A commenter indicated that since 2009, CMS has utilized the services of an outside consulting firm to assess home health agency costs. During this time the outside consultant has routinely disclosed that home health agency cost reports related to home health organizations affiliated with a hospital or health system have been excluded from their overall cost assessments.
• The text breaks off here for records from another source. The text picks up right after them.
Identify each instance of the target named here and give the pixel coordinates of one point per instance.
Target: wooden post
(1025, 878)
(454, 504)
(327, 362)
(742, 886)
The changes necessary to comply with these new requirements will be both costly and time, if past history continues and our information is excluded from CMS's data compilation.


RESPONSE:

CMS acknowledges the commenter’s concern however cost report data employed in our data analyses examining the cost, volume, and intensity of Medicare home health services to support rebasing of the national, standardized 60-day episode payment rate, the national per-visit payment amounts, and the Non-Routine Medical Supplies (NRS) conversion factor are drawn from Fiscal Year (FY) 2000-2012 cost reports from freestanding and hospital-based HHAs.


  1. COMMENT:

A commenter expressed that all hospital/health system affiliated agencies be exempted from annual cost reporting. No longer is there any "cost-dollar" settlement related to this filing, and if CMS has operationalized the exclusion of data from these submissions by hospital/health system affiliated agencies in assessing payment changes (presumably also hospice payment reform), this requirement is an unnecessary reporting burden.


RESPONSE:

CMS has not operationalized the exclusion of cost report data from provider health system affiliated agencies such as an HHA based hospice. The revisions to the HHA based hospice are necessary to incorporate §3132 of the Patient Protection and Affordable Care Act which requires that CMS collect the appropriate data and information to facilitate hospice payment reform. Additionally, regulations at 42 CFR 413.20 and 413.24 require adequate cost data and cost reports from providers on an annual basis.




  1. COMMENT:

One commenter indicated the estimated cost of $20.00 per hour for all necessary tasks is low and suggested a more reasonable cost rate of $60.00 per hour, fully loaded for benefits ($45.00 for an average wage per hour, plus a $15.00 benefit add-on).


RESPONSE:

CMS acknowledges the commenter’s concern and agrees that the estimated cost of $20.00 per hour may be slightly low. CMS disagrees with the commenter’s suggestion of a more reasonable cost of $60.00 per hour. We acknowledge that varying levels of employees are involved in this information collection that includes reviewing the instructions, searching existing resources, gathering the data needed and completing and reviewing the information collection. We also acknowledge that some providers retain consultants to prepare their cost reports. In considering all the various employees/consultants average compensation paid for the completion of a provider cost report, CMS determined that a better estimate of cost is $40.00 per hour.